Reputation: 891
I got this code for counting the number of words from an html editor.
(providing htmlData has already been set)
var rawWords = htmlData.replace(/<(?:.|\s)*?>/g, '')
.replace(/(\r\n|\n|\r)/gm,' ');
var filteredWords = rawWords.replace(/\[([^\]]+)\]/g,'')
.replace(/\s+/g, " ")
.replace(/^\s+|\s+$/g, "");
From what I understand, the first line removes the html and then removes any returns.
The next line removes anything in brackets (this is to add notes without affecting the word count) and then removes extra spaces
But if I type this:
Apple
Charlie
Tom
It gives me a word count of 6, not 3. Any idea why? I'm not good at regex!!!!
thanks so much
Upvotes: 0
Views: 3051
Reputation: 5404
Replacing space with "" doesn't worj this way. try:
.replace(/[ ]{2,}/gi," "); /*{2,}=repeated*/
.replace(/(^\s*)|(\s*$)/gi,"");
instead of:
.replace(/\s+/g, " ")
.replace(/^\s+|\s+$/g, "");
and it should work fine.
Upvotes: 0
Reputation: 2571
Try this, it's simple, just splits the whitespace/numbers, and counts the array.
window.onload = function() {
// get string as text
var text = document.body.innerText;
// replace all non letters (so we don't count 1 as a word)
text = text.replace(/[^a-zA-Z\s]/g, '');
// split on whitespace
var words = text.split(/[\s]+/);
// output -- 52
console.log('numwords', words, words.length); // numwords 52
}
full example below:
<html>
<head>
<script type="text/javascript">// script</script>
</head>
<body>
a b c d e f g
1 1 1 1 1 1 1
the quick brown fox jumped over the lazy dog.
the quick brown fox jumped over the lazy dog.
the quick brown fox jumped over the lazy dog.<br><br><br><br><br>
the quick brown fox jumped over the lazy dog.

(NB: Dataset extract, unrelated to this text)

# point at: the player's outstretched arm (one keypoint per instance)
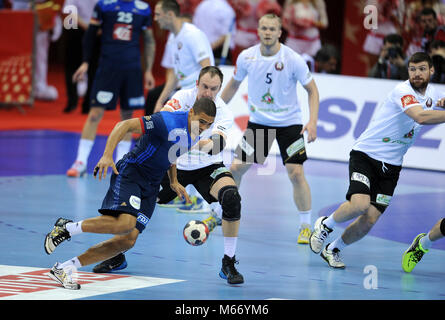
(117, 134)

the quick brown fox jumped over the lazy dog.
</body>
</html>
Upvotes: 2
Reputation: 6203
These regexes are ugly and redundant. My advice would be to get the cleaned up HTML by doing something like:
var a=document.createElement('div')
a.innerHTML=htmlData;
textData=a.innerText
then loop through this with a simple regex and increment a counter:
var patt=new RegExp(/(^|\W)(\w+)($|\W)/g);
var counter=0;
var result=patt.exec(textData);
while(result!=null) {
counter++;
result=patt.exec(textData);
}
This is very crude (and makes plenty of assumptions that might not work for you) BUT, A/ you'll get in counter the number of "words" [the definition of which you'll have to work on], and B/ you don't have to replace and remove huge amounts of text before getting what you stated you wanted.
HTH
Upvotes: 1